Schistosomiasis remains one of the most important but neglected tropical diseases in Ethiopia [22]. In the current study, the intensity of S. mansoni infection was 69.1% light, 28.2% moderate, and 2.7% heavy. This result is nearly similar to the result that is previously reported from Azezo, northwest Ethiopia, 67.8%, 19.8%, and, 3.1% light, moderate, and heavy intensity, respectively [23]. The current study result is quite different from another report from Sanja, northwest Ethiopia, 0% light, 86.2% moderate, and 13.8% heavy intensity of infection [24]. Another study in Gorgora town, northwest Ethiopia, had reported 13.1% light, 7.1% moderate, and 0.3% heavy intensity of infection [25]. There was another incomparable report from southwest Ethiopia, where 57% light, 26.7% moderate, and 16.3% heavy intensity of infection had been reported [26]. The possible difference across the studies might be due to the age of the study participant, mass drug administration programs, immunity of the host, frequency of individual contact with contaminated water bodies, the burden of the adult worms hosted, sample size, and sampling techniques.

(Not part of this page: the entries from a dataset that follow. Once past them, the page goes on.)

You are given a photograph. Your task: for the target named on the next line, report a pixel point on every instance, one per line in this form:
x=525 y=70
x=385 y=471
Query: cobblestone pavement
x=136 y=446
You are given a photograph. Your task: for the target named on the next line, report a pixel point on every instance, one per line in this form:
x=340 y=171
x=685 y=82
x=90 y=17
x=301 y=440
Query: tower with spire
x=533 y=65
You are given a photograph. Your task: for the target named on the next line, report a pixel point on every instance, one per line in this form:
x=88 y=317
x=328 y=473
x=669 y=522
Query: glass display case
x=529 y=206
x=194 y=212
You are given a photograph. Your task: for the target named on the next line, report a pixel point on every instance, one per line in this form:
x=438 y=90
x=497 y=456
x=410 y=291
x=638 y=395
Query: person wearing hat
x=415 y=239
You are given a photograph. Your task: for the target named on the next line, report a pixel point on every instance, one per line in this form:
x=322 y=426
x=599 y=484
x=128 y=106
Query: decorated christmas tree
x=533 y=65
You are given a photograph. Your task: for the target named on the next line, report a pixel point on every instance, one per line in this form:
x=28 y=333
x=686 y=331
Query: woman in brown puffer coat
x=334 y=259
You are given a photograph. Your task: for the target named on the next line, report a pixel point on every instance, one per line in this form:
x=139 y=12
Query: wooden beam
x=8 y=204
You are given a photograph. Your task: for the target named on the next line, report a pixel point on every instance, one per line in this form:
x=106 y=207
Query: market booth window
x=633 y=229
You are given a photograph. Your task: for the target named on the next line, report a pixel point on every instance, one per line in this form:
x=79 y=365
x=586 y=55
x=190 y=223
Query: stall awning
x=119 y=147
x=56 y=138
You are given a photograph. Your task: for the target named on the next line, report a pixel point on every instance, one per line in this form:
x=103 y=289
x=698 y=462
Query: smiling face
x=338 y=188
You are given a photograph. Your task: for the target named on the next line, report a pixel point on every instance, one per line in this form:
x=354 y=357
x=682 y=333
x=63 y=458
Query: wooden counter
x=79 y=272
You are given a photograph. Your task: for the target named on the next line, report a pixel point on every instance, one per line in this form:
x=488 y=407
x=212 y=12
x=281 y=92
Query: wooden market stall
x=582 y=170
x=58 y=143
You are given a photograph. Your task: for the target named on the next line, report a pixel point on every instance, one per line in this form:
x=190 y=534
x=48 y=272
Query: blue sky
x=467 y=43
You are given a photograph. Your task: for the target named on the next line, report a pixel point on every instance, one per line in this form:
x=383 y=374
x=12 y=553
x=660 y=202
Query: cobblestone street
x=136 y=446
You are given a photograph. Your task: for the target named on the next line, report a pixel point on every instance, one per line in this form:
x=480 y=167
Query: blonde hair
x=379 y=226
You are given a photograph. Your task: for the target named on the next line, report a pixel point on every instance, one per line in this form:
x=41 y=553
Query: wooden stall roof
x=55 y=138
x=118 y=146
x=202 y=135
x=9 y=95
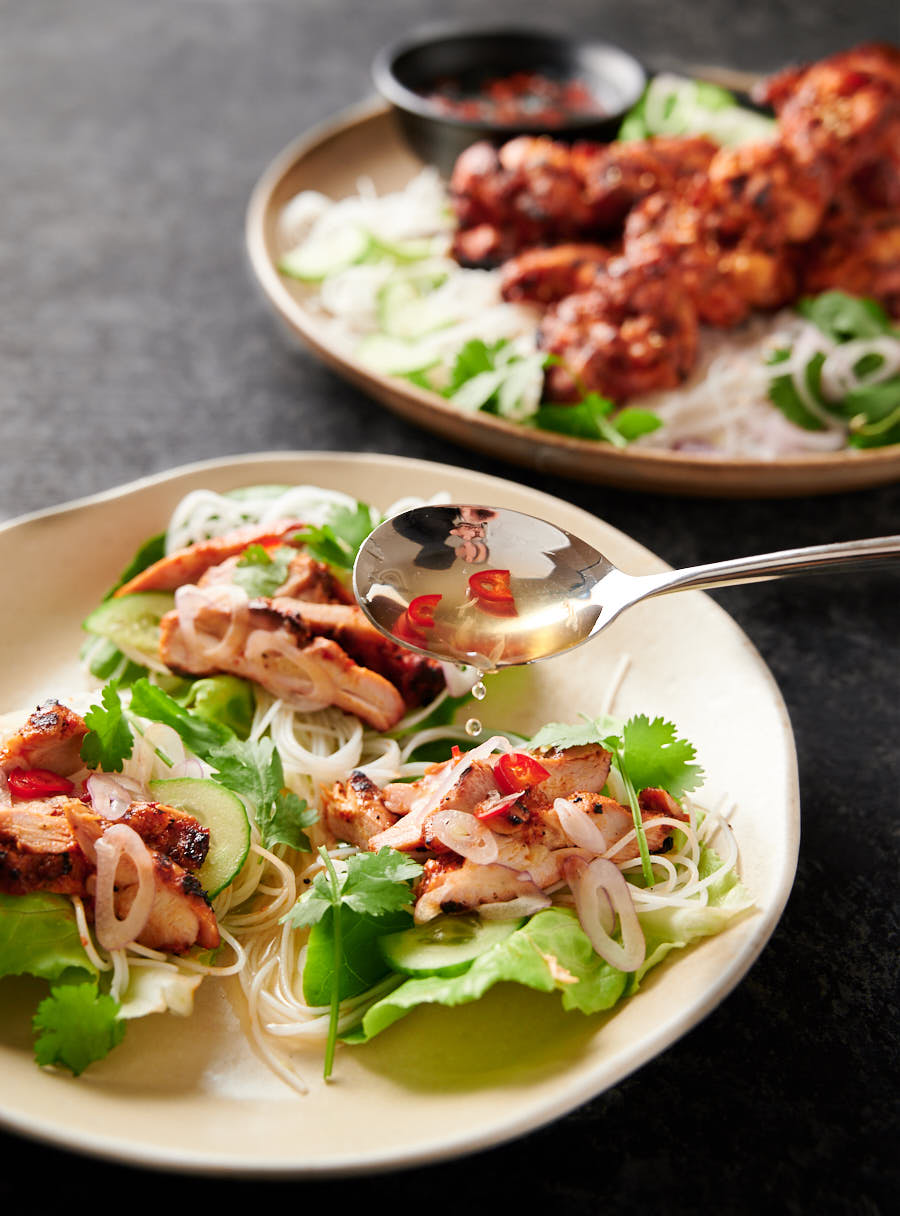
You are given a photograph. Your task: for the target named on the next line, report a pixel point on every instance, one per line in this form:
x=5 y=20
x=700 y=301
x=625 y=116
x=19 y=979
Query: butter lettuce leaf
x=552 y=953
x=39 y=936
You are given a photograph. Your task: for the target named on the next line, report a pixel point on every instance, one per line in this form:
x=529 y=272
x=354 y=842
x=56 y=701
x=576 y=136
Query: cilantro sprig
x=870 y=409
x=260 y=572
x=647 y=754
x=76 y=1025
x=338 y=540
x=373 y=885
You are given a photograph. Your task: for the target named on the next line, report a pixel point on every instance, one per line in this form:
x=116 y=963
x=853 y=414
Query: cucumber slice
x=131 y=623
x=411 y=249
x=405 y=311
x=393 y=356
x=220 y=811
x=444 y=946
x=326 y=253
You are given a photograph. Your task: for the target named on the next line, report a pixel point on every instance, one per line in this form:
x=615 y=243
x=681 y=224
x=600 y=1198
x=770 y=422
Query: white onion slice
x=117 y=842
x=465 y=834
x=579 y=827
x=111 y=797
x=592 y=885
x=523 y=905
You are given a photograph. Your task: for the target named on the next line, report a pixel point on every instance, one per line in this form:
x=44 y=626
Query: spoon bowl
x=490 y=587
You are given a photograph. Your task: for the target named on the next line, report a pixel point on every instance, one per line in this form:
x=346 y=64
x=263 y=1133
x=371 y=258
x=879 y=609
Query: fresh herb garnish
x=369 y=884
x=249 y=767
x=108 y=741
x=595 y=417
x=260 y=572
x=867 y=403
x=253 y=769
x=647 y=755
x=76 y=1025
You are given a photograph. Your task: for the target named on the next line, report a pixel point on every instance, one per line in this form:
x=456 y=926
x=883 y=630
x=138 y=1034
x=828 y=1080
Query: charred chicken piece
x=51 y=738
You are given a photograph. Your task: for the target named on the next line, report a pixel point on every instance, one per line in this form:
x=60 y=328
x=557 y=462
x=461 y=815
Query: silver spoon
x=493 y=587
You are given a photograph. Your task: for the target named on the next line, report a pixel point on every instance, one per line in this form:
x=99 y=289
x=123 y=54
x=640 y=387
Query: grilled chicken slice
x=307 y=579
x=51 y=738
x=410 y=833
x=169 y=831
x=530 y=860
x=180 y=915
x=450 y=884
x=48 y=845
x=218 y=630
x=355 y=811
x=38 y=850
x=189 y=564
x=584 y=767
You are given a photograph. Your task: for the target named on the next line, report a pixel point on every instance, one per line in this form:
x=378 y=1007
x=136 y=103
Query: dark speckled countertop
x=131 y=339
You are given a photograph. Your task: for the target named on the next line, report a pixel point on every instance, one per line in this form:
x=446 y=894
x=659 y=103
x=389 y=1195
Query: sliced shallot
x=579 y=827
x=600 y=887
x=121 y=842
x=523 y=905
x=466 y=836
x=111 y=797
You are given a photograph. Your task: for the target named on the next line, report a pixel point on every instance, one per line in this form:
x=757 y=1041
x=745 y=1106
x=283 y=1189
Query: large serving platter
x=192 y=1093
x=365 y=142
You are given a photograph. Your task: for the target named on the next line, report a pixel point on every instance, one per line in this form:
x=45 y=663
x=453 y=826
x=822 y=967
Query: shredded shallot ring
x=465 y=834
x=591 y=884
x=579 y=827
x=113 y=933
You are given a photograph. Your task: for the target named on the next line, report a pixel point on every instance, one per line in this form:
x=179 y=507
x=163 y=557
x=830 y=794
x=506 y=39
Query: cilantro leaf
x=377 y=883
x=367 y=885
x=108 y=741
x=253 y=769
x=573 y=735
x=338 y=540
x=151 y=551
x=283 y=820
x=370 y=883
x=260 y=572
x=842 y=316
x=200 y=733
x=76 y=1025
x=656 y=756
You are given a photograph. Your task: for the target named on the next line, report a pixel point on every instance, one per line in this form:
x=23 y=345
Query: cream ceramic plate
x=192 y=1093
x=364 y=142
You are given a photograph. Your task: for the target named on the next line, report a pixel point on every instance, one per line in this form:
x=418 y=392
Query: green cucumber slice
x=220 y=811
x=411 y=249
x=131 y=623
x=405 y=311
x=444 y=946
x=325 y=254
x=393 y=356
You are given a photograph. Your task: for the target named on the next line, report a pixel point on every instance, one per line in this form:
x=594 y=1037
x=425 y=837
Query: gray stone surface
x=131 y=339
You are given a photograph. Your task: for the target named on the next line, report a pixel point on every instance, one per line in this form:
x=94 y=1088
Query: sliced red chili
x=421 y=611
x=405 y=631
x=491 y=585
x=491 y=810
x=516 y=771
x=38 y=783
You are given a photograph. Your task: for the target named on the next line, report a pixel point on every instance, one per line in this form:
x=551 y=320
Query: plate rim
x=580 y=1091
x=688 y=472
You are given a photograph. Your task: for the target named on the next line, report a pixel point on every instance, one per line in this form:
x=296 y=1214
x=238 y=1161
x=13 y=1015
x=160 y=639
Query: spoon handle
x=813 y=559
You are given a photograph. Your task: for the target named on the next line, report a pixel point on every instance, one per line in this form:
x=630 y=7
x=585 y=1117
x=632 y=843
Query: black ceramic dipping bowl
x=409 y=69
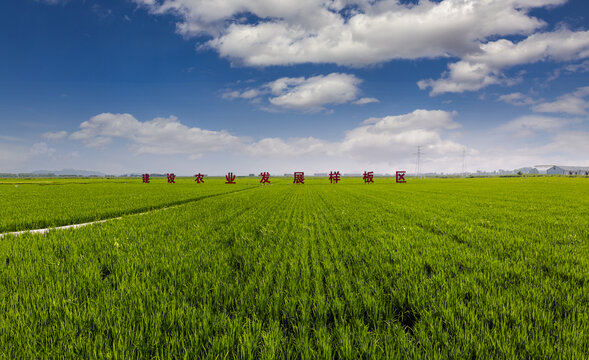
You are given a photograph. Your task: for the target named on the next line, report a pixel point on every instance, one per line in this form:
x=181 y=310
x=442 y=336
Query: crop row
x=433 y=270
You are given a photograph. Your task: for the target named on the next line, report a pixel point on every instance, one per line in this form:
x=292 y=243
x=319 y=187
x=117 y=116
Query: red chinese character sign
x=230 y=177
x=368 y=177
x=265 y=178
x=334 y=176
x=299 y=177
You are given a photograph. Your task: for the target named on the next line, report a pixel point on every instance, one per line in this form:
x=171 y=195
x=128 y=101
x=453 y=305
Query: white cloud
x=393 y=136
x=245 y=94
x=382 y=139
x=485 y=66
x=55 y=136
x=573 y=103
x=12 y=157
x=517 y=99
x=280 y=148
x=531 y=124
x=41 y=149
x=347 y=32
x=364 y=101
x=157 y=136
x=314 y=92
x=305 y=94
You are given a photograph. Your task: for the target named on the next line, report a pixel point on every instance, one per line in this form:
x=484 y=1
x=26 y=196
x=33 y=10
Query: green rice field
x=489 y=268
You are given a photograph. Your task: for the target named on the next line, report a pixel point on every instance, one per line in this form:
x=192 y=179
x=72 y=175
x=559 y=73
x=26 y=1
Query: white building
x=567 y=170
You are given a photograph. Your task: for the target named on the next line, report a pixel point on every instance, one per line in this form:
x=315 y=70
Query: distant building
x=567 y=170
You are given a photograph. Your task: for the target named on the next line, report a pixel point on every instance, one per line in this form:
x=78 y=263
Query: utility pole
x=463 y=162
x=418 y=167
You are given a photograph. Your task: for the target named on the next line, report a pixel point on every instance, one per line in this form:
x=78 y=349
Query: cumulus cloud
x=305 y=94
x=517 y=99
x=157 y=136
x=485 y=66
x=384 y=137
x=375 y=139
x=41 y=149
x=55 y=136
x=531 y=124
x=279 y=148
x=365 y=101
x=354 y=33
x=572 y=103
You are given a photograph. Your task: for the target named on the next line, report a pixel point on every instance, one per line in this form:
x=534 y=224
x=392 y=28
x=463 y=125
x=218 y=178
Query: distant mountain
x=66 y=172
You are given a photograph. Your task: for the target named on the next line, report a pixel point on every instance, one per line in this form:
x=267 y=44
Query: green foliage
x=432 y=269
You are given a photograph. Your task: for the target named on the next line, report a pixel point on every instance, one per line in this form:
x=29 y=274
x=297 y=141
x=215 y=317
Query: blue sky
x=190 y=86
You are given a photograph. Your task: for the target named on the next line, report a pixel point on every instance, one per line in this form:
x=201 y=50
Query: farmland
x=432 y=269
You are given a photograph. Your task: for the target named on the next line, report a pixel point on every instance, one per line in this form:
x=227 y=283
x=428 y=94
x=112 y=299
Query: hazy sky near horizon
x=212 y=86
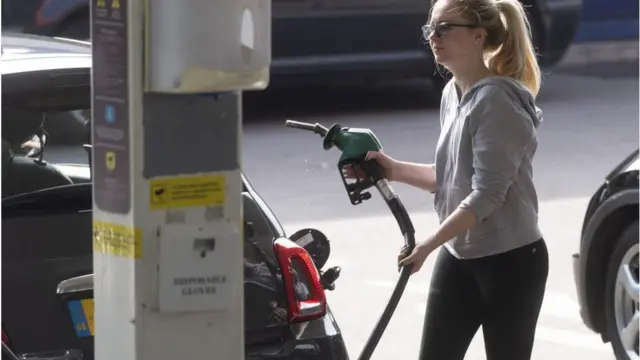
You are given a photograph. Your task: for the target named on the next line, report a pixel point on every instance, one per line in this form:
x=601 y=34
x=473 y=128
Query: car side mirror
x=315 y=243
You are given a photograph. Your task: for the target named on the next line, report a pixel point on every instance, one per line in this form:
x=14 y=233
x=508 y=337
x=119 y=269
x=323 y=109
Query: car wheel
x=622 y=292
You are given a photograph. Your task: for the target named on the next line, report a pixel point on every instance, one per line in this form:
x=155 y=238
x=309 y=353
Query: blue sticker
x=79 y=320
x=110 y=114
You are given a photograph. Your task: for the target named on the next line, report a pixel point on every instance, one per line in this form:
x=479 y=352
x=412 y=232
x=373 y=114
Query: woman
x=493 y=267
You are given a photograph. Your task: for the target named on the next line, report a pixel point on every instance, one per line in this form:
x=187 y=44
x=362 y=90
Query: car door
x=46 y=239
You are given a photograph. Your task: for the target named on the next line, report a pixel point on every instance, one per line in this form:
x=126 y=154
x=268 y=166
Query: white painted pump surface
x=213 y=46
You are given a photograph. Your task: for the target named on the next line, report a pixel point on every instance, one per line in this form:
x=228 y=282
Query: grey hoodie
x=483 y=163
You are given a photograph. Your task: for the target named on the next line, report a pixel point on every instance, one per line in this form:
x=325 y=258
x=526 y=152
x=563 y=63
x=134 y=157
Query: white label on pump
x=197 y=272
x=247 y=32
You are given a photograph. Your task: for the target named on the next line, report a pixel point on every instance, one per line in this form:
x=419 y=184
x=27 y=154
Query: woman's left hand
x=417 y=256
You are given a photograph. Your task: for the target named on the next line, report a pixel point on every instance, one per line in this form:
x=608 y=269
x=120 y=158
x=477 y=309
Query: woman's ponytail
x=516 y=57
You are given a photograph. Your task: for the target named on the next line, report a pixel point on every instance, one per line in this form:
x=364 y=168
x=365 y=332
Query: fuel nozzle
x=354 y=144
x=316 y=128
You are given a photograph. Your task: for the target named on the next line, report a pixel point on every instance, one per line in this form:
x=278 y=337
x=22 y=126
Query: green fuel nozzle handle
x=353 y=143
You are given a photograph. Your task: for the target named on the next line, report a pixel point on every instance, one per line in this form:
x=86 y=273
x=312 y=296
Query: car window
x=62 y=127
x=265 y=299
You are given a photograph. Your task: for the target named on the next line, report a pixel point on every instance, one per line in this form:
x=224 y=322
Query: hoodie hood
x=518 y=92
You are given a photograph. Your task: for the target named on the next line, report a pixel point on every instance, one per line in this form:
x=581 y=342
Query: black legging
x=503 y=293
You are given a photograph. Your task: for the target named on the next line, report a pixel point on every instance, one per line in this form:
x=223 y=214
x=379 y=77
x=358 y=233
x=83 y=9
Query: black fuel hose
x=408 y=231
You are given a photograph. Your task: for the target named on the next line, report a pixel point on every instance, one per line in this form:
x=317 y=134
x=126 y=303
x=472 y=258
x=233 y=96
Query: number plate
x=82 y=317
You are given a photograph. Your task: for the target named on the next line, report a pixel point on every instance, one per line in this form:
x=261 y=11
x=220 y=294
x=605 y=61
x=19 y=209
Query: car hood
x=77 y=172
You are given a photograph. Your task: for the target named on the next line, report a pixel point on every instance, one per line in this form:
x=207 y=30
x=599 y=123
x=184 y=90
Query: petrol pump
x=167 y=108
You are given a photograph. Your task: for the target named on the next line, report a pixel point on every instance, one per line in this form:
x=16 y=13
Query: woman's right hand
x=387 y=163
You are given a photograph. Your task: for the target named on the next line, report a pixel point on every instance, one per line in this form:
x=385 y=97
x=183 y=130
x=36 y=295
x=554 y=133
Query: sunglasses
x=441 y=29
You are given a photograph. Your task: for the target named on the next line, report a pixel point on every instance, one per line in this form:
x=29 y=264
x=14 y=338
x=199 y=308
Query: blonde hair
x=508 y=46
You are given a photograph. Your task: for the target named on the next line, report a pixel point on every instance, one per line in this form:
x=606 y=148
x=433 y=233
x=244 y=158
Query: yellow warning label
x=192 y=191
x=117 y=239
x=110 y=159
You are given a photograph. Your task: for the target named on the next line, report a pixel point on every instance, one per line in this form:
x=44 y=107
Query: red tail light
x=314 y=304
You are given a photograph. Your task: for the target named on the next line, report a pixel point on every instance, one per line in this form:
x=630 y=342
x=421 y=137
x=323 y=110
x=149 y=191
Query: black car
x=606 y=267
x=329 y=41
x=47 y=230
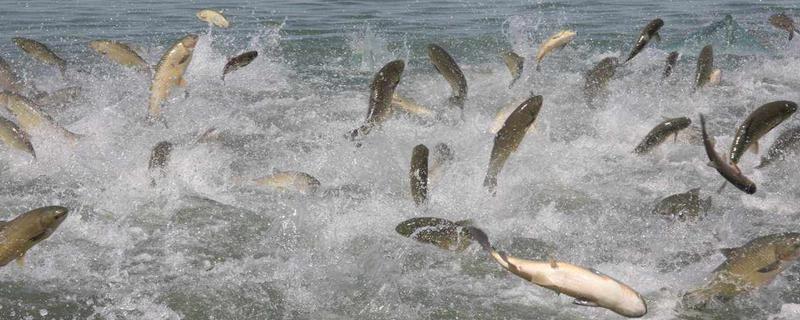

In the present study, the S. mansoni-positive subjects had significantly (P < 0.001) lower mean of total WBC count as compared with the control group. This result is nearly comparable to the results of previously reported findings from a study in Nigeria, 2.5 × 103 ± 0.12 and 8.0 × 103 ± 2.10, S. mansoni-positive and the control group, respectively [16]. In the current study, increased intensity of infection also significantly (P < 0.05) dwindled the mean total WBC in severely and moderately infected subjects as compared with the mildly infected group. The current study result was quite lower from a report from Sudan whose mean value of WBC in mild (7.5319 × 103) and severe (6.884 × 103) infected patients was high [27]. Schistosoma mansoni like other helminth parasites manipulates the host immune response toward their comfortable condition. Therefore, observed changes in circulating total WBC numbers following S. mansoni infection are linked to the basic immune response to the parasite and also to induced biased proliferation or decrease in specific immune cells according to the disease stage and density [28]. The current study showed significant (P < 0.05) degree elevation of the granulocyte (neutrophil and eosinophil) in the S. mansoni-infected subject as compared with the control group. During the acute infections with tissue-migrating larvae or following the sudden release of antigens from parasites dying either spontaneously or following chemotherapy is characterized by Schistosoma-induced eosinophil elevation [29].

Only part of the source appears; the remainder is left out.